The plans still need to move through the Senate and House of Representatives but could see some of the smaller PBS channels lose up to 25% of their funding, and the main PBS network having its overall programming budget cut by 7%.
PBS president and CEO Paula Kerger issued a statement pointing to support for her network on both sides of the house and among the general public.
Kerger said: “PBS and our nearly 350 member stations, along with our viewers, continue to remind Congress of our strong support among Republican and Democratic voters, in rural and urban areas across every region of the country.
“We have always had support from both parties in Congress, and will again make clear what the public receives in return for federal funding for public broadcasting. The cost of public broadcasting is small, only US$1.35 per citizen per year, and the benefits are tangible: increasing school readiness for kids aged two to eight, support for teachers and homeschoolers, lifelong learning, public safety communications and civil discourse.”

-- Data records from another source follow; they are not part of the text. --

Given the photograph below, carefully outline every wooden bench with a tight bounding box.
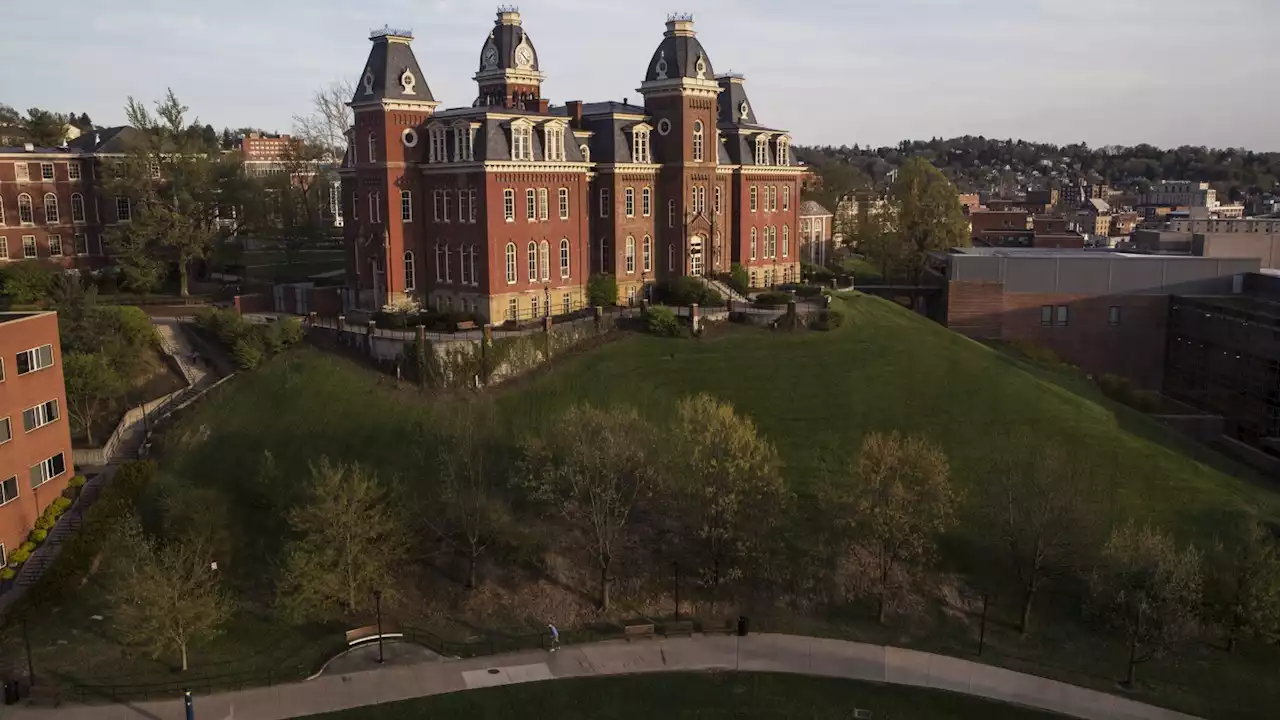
[347,625,404,647]
[662,620,694,638]
[622,623,653,642]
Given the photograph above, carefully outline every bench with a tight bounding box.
[347,625,404,647]
[622,623,653,642]
[662,620,694,638]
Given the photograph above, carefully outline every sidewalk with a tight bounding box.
[0,634,1197,720]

Kerger also pointed to two national surveys, one by Rasmussen Reports and another conducted by leading Republican and Democratic researchers for PBS, which showed that voters across the political spectrum overwhelmingly oppose eliminating federal funding for public television.
Rasmussen’s research found that just 21% of Americans – and only 32% of Republicans – favour ending public broadcasting support. In the PBS Hart Research – American Viewpoint poll, 83% of voters, including 70% of those who voted for Trump, said they wanted Congress to find savings elsewhere.
Patricia Harrison, president and CEO of the CPB, said the plans “would initially devastate and ultimately destroy public media’s role in early childhood education, public safety, connecting citizens to our history, and promoting civil discussions – all for Americans in both rural and urban communities.”
She added: “We will work with the new administration and Congress in raising awareness that elimination of federal funding to CPB begins the collapse of the public media system itself and the end of this essential national service.”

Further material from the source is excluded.